Archeological Services

We have over 15 years of experience in conducting geophysical surveys at archaeological sites.  Geophysics can provide an efficient, non-invasive, and more importantly cost effective view of archaeological features in the subsurface.  HGI can provide geophysical surveys uniquely tailored to the individual’s requirements, ranging from identifying locations of particular artifacts to providing site wide characterization.

Performing a magnetic survey at Chavin de Huantar, Peru.

HGI uses a variety of geophysical survey techniques to produce high-resolution maps of archaeological features and artifacts.  We have extensive experience performing geophysical surveys of archaeological sites in North America, South America, and Europe.

The following example is an electrical resistivity survey over the sunken Major Plaza at Chavin de Huantar, a UNESCO World Heritage Site in Peru.  The aim of the investigation was to identify subsurface passageways and drainage channels, referred to locally as galleries and canals respectively, known to exist across the site.  These occurred as empty void spaces (see image below), or were in-filled with sediments presenting resistive or conductive targets compared to the background. Dimensions and depth below surface of these features varied over the site.

Top: Fence plot of the 2D electrical resistivity model results; main feature of interest was the linear resistive (warm colors) anomaly running through the E-W transects in the NW corner of the plaza identified as an air filled canal. Middle: Photograph taken inside one of the air filled canal structures, average dimensions 1m tall by 0.5m wide (left), acquiring electrical resistivity data in the Major Plaza (right).
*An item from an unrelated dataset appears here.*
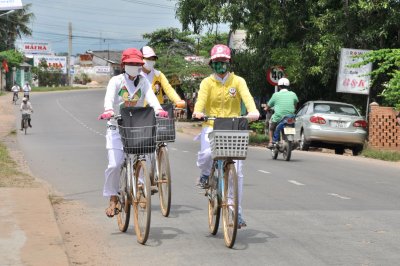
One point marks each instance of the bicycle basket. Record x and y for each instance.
(229, 144)
(137, 128)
Bottom: Overview of the sunken Major Plaza, looking to the east (survey area is highlighted in red).

In addition, HGI has experience of the typical high resolution variants of popular shallow engineering geophysical instruments (Geoscan resistivity probes and fluxgate magnetometers for example) typically used to map buried archaeology rapidly.

Magnetic gradiometer data collected at the Roman town of Viroconium (modern day Wroxeter), England, surveyed area was concentrated in the south of the town.